Below are a few suggestions for crafting your welcoming, protective sanctuary. These play a crucial role in shaping movement experience.
The Physical Space
1. A sanctuary space need not be bigger that the full kinesphere of the body (that is, the space you take up when you stretch your arms and legs fully in any direction). The room can be any shape. The dimension up to a medium sized room. A large room is not recommended—your efforts vapor away. A space should embrace you.
2. Make sure it is clean.
3. The space should be warm in winter and cool in summer—a temperature that allows the body to fully relax. Have a rug available if not permanently on the floor, and yoga mat.
4. Music is important, and a simple sound system is plenty. Have it ready all the time. Some people leave mantras playing when they are gone to energize the room. Quiet is fine as well.
5. Practice clothes: find the absolutely most comfortable, conducive, flattering set of ‘vestments’ to use just for practice. These should be something you look forward to putting on.
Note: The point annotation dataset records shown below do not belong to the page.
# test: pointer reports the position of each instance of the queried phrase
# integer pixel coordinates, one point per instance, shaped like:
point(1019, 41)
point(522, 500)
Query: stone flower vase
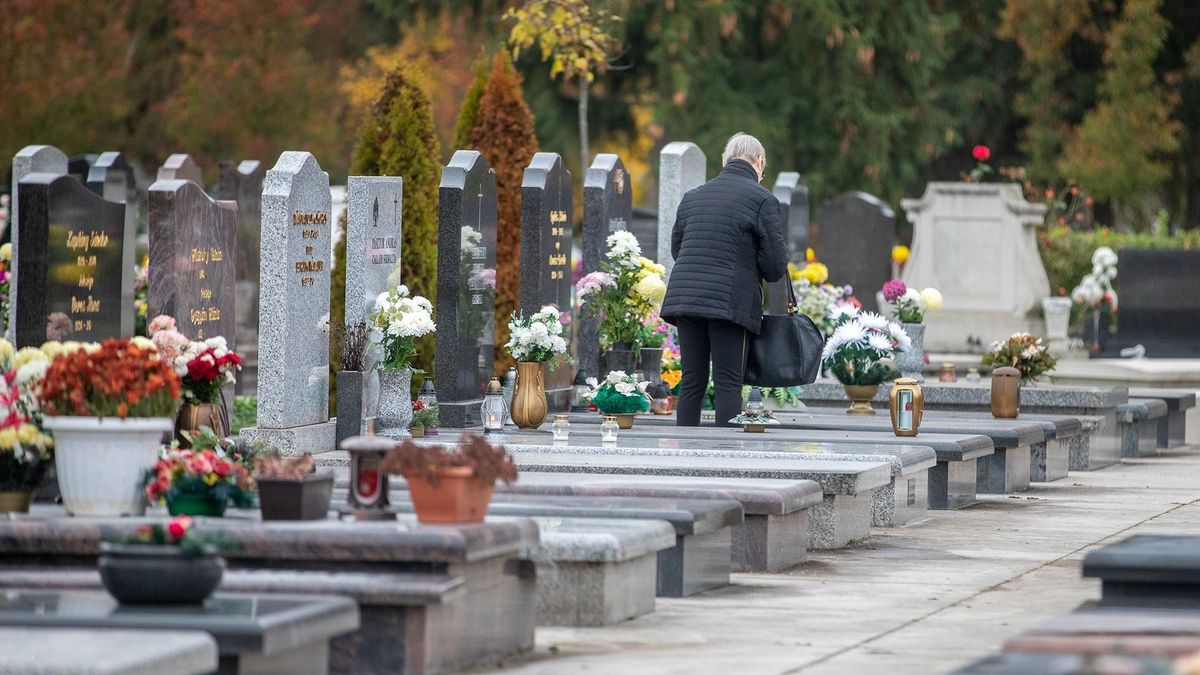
point(912, 363)
point(395, 402)
point(529, 406)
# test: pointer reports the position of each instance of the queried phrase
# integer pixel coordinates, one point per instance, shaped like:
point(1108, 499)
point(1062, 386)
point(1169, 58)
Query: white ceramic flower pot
point(101, 461)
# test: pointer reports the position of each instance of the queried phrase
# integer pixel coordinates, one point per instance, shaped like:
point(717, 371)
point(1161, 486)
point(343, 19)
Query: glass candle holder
point(562, 428)
point(609, 430)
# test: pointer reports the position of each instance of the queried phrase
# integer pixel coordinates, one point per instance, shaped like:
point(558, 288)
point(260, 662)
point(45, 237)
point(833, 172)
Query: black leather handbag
point(787, 350)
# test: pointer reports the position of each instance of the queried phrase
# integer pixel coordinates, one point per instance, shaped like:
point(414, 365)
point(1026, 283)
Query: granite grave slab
point(466, 311)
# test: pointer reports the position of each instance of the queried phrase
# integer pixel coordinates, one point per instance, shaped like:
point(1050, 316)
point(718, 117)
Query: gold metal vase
point(529, 406)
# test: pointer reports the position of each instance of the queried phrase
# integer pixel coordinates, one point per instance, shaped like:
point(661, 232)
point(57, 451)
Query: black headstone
point(546, 237)
point(69, 262)
point(243, 183)
point(112, 178)
point(466, 309)
point(853, 236)
point(607, 208)
point(1159, 300)
point(192, 240)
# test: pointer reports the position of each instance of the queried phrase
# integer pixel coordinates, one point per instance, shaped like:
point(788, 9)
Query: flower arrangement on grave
point(451, 485)
point(1024, 352)
point(201, 481)
point(625, 290)
point(621, 394)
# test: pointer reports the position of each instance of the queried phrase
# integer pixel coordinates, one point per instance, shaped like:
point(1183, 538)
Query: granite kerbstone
point(30, 159)
point(107, 652)
point(373, 236)
point(682, 167)
point(466, 309)
point(1173, 430)
point(293, 340)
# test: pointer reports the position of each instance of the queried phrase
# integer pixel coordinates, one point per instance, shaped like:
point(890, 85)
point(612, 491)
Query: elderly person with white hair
point(726, 242)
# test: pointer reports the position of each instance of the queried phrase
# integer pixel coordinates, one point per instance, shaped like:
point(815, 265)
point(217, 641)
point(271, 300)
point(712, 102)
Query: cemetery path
point(924, 598)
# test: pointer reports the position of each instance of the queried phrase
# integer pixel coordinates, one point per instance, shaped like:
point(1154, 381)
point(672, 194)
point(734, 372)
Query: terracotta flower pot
point(456, 497)
point(529, 406)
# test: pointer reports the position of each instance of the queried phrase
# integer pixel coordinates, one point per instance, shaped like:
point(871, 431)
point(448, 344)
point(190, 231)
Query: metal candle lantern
point(1006, 393)
point(907, 405)
point(495, 411)
point(369, 483)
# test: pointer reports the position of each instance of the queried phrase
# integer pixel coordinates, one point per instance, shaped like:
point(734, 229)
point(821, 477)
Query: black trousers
point(724, 344)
Don’t wear them for anything else, and leave a clean set in the practice sanctuary to avoid the what-to-wear-what-to-wear procrastination.
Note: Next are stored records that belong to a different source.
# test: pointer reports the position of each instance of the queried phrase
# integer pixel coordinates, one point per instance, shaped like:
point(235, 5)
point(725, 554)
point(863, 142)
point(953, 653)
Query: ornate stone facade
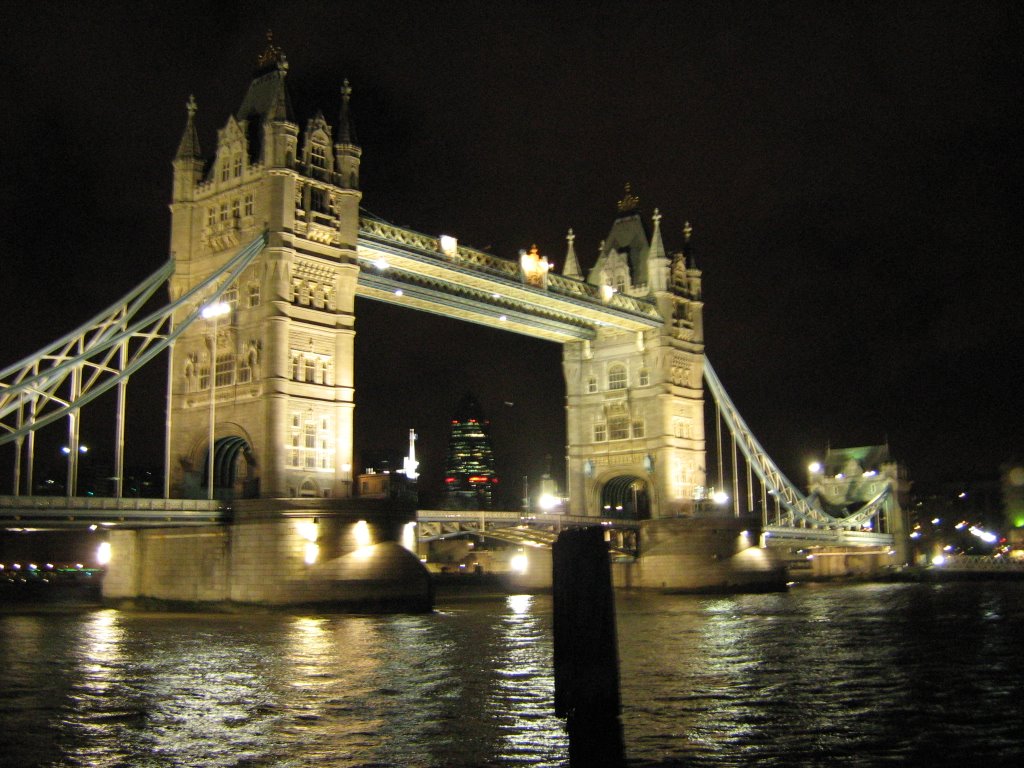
point(635, 401)
point(280, 363)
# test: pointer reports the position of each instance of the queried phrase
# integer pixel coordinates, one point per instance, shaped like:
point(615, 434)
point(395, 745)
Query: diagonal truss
point(74, 371)
point(778, 485)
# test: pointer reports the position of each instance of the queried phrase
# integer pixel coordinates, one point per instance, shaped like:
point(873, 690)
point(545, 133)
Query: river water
point(861, 675)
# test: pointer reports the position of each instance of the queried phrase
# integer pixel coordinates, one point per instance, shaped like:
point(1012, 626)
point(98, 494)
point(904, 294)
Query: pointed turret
point(266, 110)
point(657, 261)
point(188, 160)
point(346, 152)
point(571, 268)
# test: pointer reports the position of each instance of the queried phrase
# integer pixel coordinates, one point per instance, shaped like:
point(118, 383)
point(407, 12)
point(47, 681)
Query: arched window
point(616, 377)
point(619, 428)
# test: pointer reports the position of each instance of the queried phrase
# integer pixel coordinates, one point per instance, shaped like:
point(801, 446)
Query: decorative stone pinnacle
point(630, 202)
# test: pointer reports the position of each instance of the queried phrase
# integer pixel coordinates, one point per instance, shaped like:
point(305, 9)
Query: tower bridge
point(268, 252)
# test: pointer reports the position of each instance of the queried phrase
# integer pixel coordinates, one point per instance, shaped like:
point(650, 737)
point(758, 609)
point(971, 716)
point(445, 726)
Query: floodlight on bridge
point(218, 309)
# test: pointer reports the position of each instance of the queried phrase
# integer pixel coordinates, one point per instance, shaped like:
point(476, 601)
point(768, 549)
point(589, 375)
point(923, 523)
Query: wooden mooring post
point(586, 648)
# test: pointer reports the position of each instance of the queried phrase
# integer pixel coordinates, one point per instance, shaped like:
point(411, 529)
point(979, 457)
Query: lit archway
point(626, 497)
point(235, 473)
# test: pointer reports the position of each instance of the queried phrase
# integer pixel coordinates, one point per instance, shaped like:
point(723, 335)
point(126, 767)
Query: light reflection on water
point(864, 675)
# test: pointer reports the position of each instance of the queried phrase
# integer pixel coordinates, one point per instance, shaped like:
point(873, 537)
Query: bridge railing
point(104, 504)
point(375, 229)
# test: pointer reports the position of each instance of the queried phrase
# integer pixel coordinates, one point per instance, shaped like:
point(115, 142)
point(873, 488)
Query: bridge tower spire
point(279, 369)
point(635, 400)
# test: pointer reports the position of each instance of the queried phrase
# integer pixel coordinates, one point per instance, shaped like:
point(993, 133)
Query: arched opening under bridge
point(235, 473)
point(626, 497)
6. Keep a practice journal handy. After practice, take a few minutes to write from your experience. (This part of the process is a harmonious transition back from interior quiet.)
A sanctuary’s meditative atmosphere develops over time, the energy becoming more settled and richer. This happens in part from the internal associations developed with the space, in part through an atomic shift in structure of the space on subtle planes, and in part from a growing development in our ability to perceive subtle planes.
Developing an intimate, safe relationship with yourself means being available to yourself and not to others for the duration of your practice.
1. Set aside to 45—90 minutes a day, 5 to 7 days a week.
2. Turn off the phone.
3. Request that family household members not interrupt you.
4. Put the pets where they are happy and not in your way.
5. If you have other persistent interruptions, figure out how to preempt them before you begin.
For the period of practice put attention on yourself.
~ Be open to yourself.
~ Be curious.
~ Be accepting.
~ Be with yourself.
We are engaging in the most precious, evolutionary relationship on this earth—a relationship with self, with Self, with body, all that body is, and with the Divine Eternal. This is a one-to-one relationship that encompasses All—a personal and Divine Monogamy in which we are each the Lover and the Beloved.